Is Arizona's SB 1070 Immigration Law Illegal?

Impact

On Monday, the Supreme Court announced it will rule on Arizona's SB 1070, the tough anti-immigration law enacted by Republican Gov. Jan Brewer. 

The case joins a host of significant others that the Court will hear this year, including challenges to President Barack Obama’s health care bill and a case on how Texas will conduct its elections.

Arizona enacted its immigration law in April 2010. When Gov. Brewer signed the bill, she called it a way for Arizona to "solve a crisis we did not create and the federal government has refused to fix." But, the Obama administration sued to block four parts of the bill, including a provision requiring state law enforcement officials to determine the immigration status of anyone they stop or arrest if they believe the individual might be an illegal immigrant. The law also allows the police to arrest people without warrants if they have probable cause to believe they should be deported.
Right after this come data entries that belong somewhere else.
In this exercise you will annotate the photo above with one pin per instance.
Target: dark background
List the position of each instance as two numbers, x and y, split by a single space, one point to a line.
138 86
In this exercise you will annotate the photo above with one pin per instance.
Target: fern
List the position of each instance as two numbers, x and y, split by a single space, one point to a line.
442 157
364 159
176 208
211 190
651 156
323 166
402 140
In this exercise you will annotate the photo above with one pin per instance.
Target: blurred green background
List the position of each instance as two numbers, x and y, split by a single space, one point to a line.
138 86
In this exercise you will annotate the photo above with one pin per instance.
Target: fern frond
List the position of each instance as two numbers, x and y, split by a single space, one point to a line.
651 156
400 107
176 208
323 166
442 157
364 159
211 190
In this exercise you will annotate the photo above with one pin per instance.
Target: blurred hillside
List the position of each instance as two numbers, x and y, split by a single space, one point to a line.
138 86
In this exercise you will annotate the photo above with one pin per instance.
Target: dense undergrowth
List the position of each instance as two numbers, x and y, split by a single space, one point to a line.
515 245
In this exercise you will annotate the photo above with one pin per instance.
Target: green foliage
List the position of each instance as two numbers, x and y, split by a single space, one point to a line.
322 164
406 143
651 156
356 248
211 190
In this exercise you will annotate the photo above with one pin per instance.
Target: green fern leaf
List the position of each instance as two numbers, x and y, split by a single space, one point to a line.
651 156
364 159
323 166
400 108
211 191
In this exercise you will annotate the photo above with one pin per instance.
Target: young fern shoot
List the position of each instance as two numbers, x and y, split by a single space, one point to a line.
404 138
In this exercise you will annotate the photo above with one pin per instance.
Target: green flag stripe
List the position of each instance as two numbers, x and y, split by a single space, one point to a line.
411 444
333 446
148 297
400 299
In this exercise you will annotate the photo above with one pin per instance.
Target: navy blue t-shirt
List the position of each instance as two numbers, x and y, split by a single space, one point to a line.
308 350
The Obama administration has argued that the bill is an imposition on immigration powers belonging solely to federal authorities. The United States Court of Appeals for the Ninth Circuit, in San Francisco, sided with the government and blocked all four provisions. But the New York Times writes that the "majority of justices may look favorably on the positions of state officials, which would entail upholding the Arizona immigration law."

How should the Supreme Court rule on the Arizona immigration law? Is SB 1070 legal?